Highly Notable Events in June 2008

  • Reconnected with my very first English professor
  • Became the object of a stranger’s lust in Prospect Park
  • Had “Welcome to New York” brunch with Marie
  • Had “Farewell for a while, New York” lunch with Rachel
  • Heard the Doobie Brothers live at Bethel Woods through my mom’s cell phone

Sometimes I like to Facebook in my third or fourth language

I learned and remembered a few things about the foreign language I used to study through Facebook en Español. (The site runs in at least 15 different languages—the option is at the bottom of the page.)

You use the definitive article when referring to the days of the week. I would have used en instead of el, as if I were saying “in Wednesday.”

Even though el libro de cara knows that I’m una mujer, it can’t figure out for sure that that would make me una Graduada.

In Spanish, you don’t just have a political stance, you have a political posture.

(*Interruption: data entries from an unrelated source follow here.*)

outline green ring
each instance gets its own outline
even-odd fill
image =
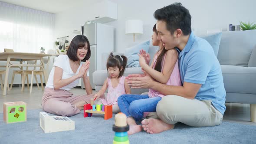
[[[117,136],[115,136],[115,137],[114,137],[114,141],[117,142],[123,142],[127,140],[128,140],[128,136],[122,137],[118,137]]]

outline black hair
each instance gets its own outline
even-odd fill
[[[122,58],[121,59],[121,57]],[[127,58],[124,56],[122,55],[119,56],[118,55],[114,56],[113,55],[113,52],[110,53],[110,54],[108,56],[108,59],[107,61],[107,72],[108,72],[108,69],[110,67],[117,67],[120,72],[118,78],[121,77],[121,76],[124,75],[125,73],[125,69],[127,64]],[[121,69],[123,67],[123,69],[121,70]]]
[[[87,53],[86,53],[85,58],[82,60],[81,61],[84,62],[86,60],[89,59],[91,57],[90,43],[85,36],[82,35],[75,36],[71,41],[67,51],[67,55],[69,56],[69,58],[74,62],[79,60],[79,59],[77,56],[77,49],[80,47],[84,47],[86,44],[87,44]]]
[[[158,34],[158,31],[157,31],[157,24],[155,24],[154,26],[153,27],[153,29],[152,29],[153,32],[155,33],[157,35],[157,36]],[[164,47],[162,48],[162,51],[161,53],[158,55],[158,58],[157,58],[156,64],[154,67],[154,69],[160,72],[162,72],[162,61],[163,61],[163,58],[164,58],[164,56],[166,53],[167,51]]]
[[[181,3],[175,3],[157,10],[154,16],[158,20],[165,21],[166,28],[172,35],[178,29],[181,29],[184,35],[191,33],[191,15]]]

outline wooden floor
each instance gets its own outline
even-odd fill
[[[42,108],[41,105],[42,97],[43,92],[39,89],[36,86],[33,86],[32,93],[25,87],[23,92],[20,91],[21,87],[14,87],[10,91],[7,91],[6,95],[3,95],[3,91],[0,90],[0,104],[3,103],[23,101],[27,103],[27,109],[35,109]],[[72,89],[71,92],[75,95],[85,93],[85,89],[79,88]],[[93,91],[93,93],[95,93]],[[224,113],[223,121],[256,125],[256,122],[250,121],[250,106],[249,104],[226,103],[226,110]],[[3,106],[0,106],[0,113],[3,112]]]

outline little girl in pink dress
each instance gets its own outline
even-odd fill
[[[124,56],[113,56],[111,53],[107,62],[107,69],[108,77],[98,92],[94,95],[96,105],[112,105],[113,112],[118,113],[120,109],[117,105],[117,99],[121,95],[130,94],[131,89],[123,76],[127,62],[127,58]],[[104,92],[108,88],[106,98]]]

The Facebook link to “View photos of me” is apparently not a command, as the verb is not conjugated in the imperative tense.

Fascinante, ¿no?

How aburrido was your Sunday?

I quit the violin when they took away my fingerboard tape

I used to take violin lessons. One of my teachers gave lessons at her house, in her living room, which was blandly pristine in that way that seldom-used spaces are. To protect the cream-colored carpet, she spread a trail of throw rugs down the center of the room.

She placed two round rugs in front of the big arched window, where sunlight streamed in on the music stand. I would stand on one rug and she would stand one the other, looking at the music over my shoulder and counting the measures to keep me from losing my place.

I always had to remind her to switch rugs with me so she would stand on my right side of me, my ‘good ear’ side, so I could hear her.

I think the lessons lasted half an hour, maybe forty minutes. When I was ready to stop, I would lower my violin and shake out my right wrist a little and roll my left shoulder forward and backward, never taking my eyes off the music, as if I were bracing myself to push through the fatigue. It was during my very first lesson that I discovered that trick—every time, my teacher would say, empathetically, as if she were exhausted herself, “think you’re about done for the day?”

My convulsive stretches began incrementally earlier and earlier each week. I told my mom I wanted to quit the private lessons before I started walking into the living room with a crick in my neck.

For a while, I went to Ridgefield Music after school once a week. The carpeting in those cramped practice rooms in the back was probably due for an asbestos test. After my lesson, I would stand in front of the sheet music display and memorize lyrics, one verse at a time.  “From a Distance.”  “The Rose.”  Joan Osbourne’s “One of Us.”

I wanted to like the idea of God on a bus, just another slob among the rest of us.

Just like I wanted to like the violin.

Prospect Park is my backyard

Seen in Prospect Park this weekend:

  • a woman jogging with a lit cigarette and a bit of a stagger
  • a bride wearing a yellow sundress and a white straw hat
  • a bride wearing white boots with stilleto heels and buttons at least half-way up her calf
  • a puppy chillin’ in a cooler
  • a dog catch someone else’s frisbee in midair
  • another dog wearing a flower on her ear
  • two people watching a movie on a laptop
  • a man wearing an All Blacks jersey
  • two dragonflies mating
  • two lightening bugs (not mating)
  • lightening

The weather was treacherous on Saturday night.  Sadly, these magazines drowned on 8th Avenue.

Don’t think I didn’t stop to look for survivors.  That Dwell could have thrown herself over a Domino to protect it.  But everything was pulp by the time I reached the scene.